La certeza de las ventajas de la escritura me ha llevado a practicarla sistemáticamente, no ya sólo como profesión y como diversión, sino incluso como modo de afrontar mis propias realidades personales: escribo para saber qué sé, qué siento realmente, hasta qué punto entiendo lo que me rodea y lo que me pasa.

El hecho de haberme pasado media vida -si es que no tres cuartos- enfrentado a la tarea de racionalizar por escrito mis pensamientos, así fuera para acabar diciéndolos, o sencillamente para tenerlos más claros, y el trabajo de constante corrección a que eso me ha obligado, ha desarrollado bastante -tal vez exageradamente- mi percepción crítica del lenguaje. Hoy voy a tratar de comunicaros algunas de esas reflexiones críticas mías sobre el lenguaje, con la esperanza de que os sean de alguna utilidad.

 

Hablar bien, hablar mal.

Eludamos un primer malentendido: la clave del buen habla no está en el Diccionario de la Real Academia Española.

No critico que se consulte el Diccionario: es una buena costumbre. Pero mantenerse dentro de sus límites no vacuna contra nada.
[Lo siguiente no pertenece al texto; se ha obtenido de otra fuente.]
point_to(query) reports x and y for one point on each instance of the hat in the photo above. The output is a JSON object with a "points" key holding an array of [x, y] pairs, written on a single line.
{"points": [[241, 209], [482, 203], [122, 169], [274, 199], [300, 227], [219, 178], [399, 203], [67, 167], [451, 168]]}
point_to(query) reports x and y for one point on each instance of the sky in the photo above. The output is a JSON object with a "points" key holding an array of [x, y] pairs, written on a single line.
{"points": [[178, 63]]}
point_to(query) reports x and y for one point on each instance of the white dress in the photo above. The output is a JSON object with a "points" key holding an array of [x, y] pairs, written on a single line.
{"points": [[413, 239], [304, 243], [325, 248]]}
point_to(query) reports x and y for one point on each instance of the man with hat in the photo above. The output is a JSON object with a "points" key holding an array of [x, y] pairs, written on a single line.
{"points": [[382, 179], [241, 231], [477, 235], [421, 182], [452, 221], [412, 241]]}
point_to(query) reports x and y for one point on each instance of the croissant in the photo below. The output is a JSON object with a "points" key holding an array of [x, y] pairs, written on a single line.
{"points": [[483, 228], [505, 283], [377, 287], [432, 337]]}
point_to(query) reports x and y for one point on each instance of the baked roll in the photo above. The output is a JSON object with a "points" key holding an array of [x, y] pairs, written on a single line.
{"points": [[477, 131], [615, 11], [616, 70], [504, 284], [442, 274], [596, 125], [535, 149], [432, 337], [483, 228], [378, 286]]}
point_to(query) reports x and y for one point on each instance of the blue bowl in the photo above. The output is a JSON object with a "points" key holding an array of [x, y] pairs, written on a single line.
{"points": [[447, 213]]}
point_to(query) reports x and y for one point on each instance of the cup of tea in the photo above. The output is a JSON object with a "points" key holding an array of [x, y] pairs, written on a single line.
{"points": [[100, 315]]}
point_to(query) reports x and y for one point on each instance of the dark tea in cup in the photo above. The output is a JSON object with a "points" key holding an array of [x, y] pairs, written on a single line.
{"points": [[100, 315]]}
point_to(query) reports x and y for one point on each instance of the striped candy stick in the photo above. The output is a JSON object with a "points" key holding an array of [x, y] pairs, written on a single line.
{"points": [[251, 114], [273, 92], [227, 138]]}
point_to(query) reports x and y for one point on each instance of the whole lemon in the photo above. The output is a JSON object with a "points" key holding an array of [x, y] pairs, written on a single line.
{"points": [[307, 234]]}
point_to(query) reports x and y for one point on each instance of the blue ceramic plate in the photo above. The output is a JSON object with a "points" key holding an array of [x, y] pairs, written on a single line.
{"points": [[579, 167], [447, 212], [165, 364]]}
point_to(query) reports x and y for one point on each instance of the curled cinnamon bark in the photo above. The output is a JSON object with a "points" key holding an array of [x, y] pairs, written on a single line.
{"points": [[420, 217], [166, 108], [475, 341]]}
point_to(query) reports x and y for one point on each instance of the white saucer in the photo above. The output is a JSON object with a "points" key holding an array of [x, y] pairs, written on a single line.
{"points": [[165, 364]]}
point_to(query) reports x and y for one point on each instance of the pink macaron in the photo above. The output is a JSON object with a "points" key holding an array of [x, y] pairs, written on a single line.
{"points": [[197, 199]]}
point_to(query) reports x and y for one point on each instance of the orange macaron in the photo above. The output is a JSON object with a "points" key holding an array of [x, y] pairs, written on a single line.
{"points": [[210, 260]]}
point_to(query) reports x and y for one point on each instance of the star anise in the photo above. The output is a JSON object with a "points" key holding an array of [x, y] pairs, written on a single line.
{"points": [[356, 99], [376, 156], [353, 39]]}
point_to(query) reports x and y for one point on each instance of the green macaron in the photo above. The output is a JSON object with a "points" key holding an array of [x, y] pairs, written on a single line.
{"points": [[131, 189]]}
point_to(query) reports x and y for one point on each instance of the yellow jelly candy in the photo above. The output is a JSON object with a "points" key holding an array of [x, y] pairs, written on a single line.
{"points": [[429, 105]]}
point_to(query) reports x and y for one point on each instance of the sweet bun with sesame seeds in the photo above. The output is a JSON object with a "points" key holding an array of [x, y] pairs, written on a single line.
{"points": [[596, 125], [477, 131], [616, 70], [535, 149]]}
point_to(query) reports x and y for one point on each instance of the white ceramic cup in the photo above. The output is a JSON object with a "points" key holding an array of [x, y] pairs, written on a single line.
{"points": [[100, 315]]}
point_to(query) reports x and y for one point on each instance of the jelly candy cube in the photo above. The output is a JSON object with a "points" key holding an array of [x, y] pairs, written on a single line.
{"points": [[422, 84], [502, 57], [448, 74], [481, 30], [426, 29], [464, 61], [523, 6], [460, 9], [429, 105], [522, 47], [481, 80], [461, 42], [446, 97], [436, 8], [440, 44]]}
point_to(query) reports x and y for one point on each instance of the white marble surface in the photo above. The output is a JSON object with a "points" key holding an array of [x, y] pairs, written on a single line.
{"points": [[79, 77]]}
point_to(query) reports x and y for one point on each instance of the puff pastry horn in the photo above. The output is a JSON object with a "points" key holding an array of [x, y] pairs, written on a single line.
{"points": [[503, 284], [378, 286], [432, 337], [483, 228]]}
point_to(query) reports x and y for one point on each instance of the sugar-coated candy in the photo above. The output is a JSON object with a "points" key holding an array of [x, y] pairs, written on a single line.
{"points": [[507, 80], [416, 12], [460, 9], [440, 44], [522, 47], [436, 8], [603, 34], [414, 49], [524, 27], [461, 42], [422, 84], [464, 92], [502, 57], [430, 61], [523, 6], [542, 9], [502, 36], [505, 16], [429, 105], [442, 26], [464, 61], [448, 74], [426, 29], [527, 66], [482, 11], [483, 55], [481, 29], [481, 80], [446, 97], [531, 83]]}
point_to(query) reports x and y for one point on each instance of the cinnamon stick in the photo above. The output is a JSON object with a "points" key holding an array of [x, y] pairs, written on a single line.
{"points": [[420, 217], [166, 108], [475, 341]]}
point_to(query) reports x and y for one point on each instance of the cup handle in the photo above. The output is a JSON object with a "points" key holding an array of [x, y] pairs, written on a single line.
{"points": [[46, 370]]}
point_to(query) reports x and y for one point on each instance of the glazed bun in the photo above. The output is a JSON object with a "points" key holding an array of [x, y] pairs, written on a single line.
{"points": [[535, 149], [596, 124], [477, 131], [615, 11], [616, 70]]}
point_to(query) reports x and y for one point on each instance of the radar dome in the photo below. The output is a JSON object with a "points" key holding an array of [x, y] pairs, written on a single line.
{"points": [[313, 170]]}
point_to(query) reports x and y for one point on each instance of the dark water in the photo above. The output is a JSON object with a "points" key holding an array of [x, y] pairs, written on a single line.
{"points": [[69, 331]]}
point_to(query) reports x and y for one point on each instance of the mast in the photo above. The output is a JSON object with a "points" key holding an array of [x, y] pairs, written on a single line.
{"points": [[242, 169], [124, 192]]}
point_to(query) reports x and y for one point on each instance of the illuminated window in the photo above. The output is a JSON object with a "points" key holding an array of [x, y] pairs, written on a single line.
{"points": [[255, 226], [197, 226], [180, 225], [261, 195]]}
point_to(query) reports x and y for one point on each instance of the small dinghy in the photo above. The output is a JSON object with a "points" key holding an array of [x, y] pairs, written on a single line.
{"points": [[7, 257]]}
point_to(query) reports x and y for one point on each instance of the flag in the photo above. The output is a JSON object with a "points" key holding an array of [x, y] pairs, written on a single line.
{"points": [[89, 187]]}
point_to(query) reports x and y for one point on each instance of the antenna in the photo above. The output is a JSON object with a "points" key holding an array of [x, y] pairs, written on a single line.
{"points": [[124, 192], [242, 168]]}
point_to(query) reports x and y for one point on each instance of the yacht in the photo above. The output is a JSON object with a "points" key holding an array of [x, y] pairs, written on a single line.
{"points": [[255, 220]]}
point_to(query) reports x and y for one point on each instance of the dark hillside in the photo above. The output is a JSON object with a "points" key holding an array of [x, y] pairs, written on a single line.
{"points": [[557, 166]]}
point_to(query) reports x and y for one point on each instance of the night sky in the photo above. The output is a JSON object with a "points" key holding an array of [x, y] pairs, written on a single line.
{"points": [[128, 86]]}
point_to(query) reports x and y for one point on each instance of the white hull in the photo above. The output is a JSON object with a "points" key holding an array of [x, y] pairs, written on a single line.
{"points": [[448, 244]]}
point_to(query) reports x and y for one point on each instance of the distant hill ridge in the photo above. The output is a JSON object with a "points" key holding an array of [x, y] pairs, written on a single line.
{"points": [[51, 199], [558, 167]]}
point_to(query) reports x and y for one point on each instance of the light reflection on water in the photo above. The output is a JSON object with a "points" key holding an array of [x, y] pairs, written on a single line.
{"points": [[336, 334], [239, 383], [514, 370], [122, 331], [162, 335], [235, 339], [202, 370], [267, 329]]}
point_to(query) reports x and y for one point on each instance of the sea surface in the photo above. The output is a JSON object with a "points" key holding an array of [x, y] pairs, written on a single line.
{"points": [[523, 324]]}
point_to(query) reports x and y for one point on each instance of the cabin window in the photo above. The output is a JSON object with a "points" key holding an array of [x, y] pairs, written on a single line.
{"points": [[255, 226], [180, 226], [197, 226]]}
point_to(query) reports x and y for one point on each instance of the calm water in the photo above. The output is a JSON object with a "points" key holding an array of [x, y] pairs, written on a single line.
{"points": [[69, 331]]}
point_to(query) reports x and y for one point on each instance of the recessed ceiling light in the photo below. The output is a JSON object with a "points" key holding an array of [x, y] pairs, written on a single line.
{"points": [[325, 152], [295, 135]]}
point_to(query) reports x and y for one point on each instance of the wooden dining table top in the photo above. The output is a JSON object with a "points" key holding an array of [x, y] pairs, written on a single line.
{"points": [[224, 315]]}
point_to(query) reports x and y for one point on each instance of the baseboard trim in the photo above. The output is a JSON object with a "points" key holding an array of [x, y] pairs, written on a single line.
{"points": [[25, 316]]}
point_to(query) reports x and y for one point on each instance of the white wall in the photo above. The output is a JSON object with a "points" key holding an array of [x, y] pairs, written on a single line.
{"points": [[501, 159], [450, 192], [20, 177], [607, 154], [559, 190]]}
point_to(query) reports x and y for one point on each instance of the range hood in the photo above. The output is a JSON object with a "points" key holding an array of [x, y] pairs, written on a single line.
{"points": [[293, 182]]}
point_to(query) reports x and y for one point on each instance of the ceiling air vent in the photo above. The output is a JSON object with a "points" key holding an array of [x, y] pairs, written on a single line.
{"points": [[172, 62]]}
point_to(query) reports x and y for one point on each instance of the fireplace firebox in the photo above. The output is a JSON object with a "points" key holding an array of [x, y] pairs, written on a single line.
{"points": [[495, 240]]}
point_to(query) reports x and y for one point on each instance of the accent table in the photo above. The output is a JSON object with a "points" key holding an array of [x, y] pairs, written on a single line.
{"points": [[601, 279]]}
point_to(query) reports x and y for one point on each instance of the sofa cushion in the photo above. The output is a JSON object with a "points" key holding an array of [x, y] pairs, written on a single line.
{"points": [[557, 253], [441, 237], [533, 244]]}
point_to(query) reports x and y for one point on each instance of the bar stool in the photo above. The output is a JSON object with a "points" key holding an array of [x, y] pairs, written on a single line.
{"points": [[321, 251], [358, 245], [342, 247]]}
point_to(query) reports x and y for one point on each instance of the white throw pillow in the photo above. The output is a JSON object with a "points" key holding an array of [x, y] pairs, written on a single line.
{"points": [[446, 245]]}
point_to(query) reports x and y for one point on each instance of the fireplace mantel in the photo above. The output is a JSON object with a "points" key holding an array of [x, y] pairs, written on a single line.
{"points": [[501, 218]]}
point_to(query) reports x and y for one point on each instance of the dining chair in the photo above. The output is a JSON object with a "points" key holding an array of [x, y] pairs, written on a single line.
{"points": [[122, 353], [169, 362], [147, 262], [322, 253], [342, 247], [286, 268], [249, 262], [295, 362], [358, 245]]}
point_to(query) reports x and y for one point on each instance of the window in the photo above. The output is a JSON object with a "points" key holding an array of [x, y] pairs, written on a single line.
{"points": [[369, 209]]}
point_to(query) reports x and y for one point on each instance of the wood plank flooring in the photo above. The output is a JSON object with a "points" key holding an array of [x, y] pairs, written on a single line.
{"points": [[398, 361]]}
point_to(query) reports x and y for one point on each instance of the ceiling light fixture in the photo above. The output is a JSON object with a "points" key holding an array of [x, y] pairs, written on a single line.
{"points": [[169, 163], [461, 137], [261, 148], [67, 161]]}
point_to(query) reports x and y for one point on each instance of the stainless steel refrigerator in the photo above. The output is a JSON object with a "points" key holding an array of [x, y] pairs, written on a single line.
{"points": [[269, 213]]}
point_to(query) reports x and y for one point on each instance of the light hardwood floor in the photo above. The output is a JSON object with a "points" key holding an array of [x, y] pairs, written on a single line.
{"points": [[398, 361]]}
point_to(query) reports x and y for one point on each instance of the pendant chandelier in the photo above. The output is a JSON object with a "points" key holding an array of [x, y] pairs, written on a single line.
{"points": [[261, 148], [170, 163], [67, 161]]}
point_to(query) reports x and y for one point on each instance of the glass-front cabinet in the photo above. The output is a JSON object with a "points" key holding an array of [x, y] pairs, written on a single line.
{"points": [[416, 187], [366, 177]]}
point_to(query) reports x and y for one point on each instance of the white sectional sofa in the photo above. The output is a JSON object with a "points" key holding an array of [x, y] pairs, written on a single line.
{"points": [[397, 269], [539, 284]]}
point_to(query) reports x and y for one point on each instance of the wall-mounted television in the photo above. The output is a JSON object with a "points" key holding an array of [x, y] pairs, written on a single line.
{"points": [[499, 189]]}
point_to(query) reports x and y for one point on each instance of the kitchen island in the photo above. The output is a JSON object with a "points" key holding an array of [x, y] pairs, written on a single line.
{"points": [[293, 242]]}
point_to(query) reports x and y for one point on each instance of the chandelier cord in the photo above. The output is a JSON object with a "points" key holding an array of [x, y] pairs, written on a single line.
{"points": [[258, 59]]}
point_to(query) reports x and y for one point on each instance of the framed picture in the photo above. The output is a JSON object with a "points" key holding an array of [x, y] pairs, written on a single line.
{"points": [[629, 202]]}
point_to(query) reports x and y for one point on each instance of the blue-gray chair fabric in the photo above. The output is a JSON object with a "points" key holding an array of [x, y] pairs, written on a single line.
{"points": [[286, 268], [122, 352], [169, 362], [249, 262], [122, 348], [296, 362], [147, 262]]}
Y menos en estos tiempos en que los académicos están dando acomodo en el Diccionario a palabras y acepciones más que discutibles, no sé si por pura desidia o porque quieren quitarse de encima al precio que sea el sambenito de carcas.

Ya que he empezado por ahí, os pondré algún ejemplo de las extrañas perrerías que está haciendo últimamente la Academia, para que tampoco os la toméis demasiado en serio.

Tomemos el adjetivo lívido. Por su origen y uso tradicional, lívido (del latín lividus) quiere decir "amoratado", "cárdeno". Pero, por esos deslizamientos que tiene el habla popular, la mayoría ha acabado utilizando lívido como sinónimo de "pálido". ¿Qué ha hecho la Academia? Lo peor que podía: admitir ambas acepciones. Con lo cual, si ahora se nos dice de alguien que está lívido, ya no sabemos si está del color de la Navidad o del de la Semana Santa. Se han cargado la palabra, porque una palabra que no se sabe qué significa es una palabra inútil.

Otro ejemplo del estilo: el término alternativa. En rigor, si a alguien se le presenta una alternativa, es que tiene dos opciones. Decimos: "Me vi ante la alternativa de callarme o de montar la bronca". Pero hete aquí que buena parte del personal empieza a utilizar la palabra alternativa como sinónimo de opción: "Tenía dos alternativas: o callarme o montar la bronca". ¿Decisión de la Academia? Aceptarlo todo. De modo que ahora, cuando alguien nos comunica que tiene dos alternativas, ignoramos si cuenta con dos posibilidades... o con cuatro. Magnífico.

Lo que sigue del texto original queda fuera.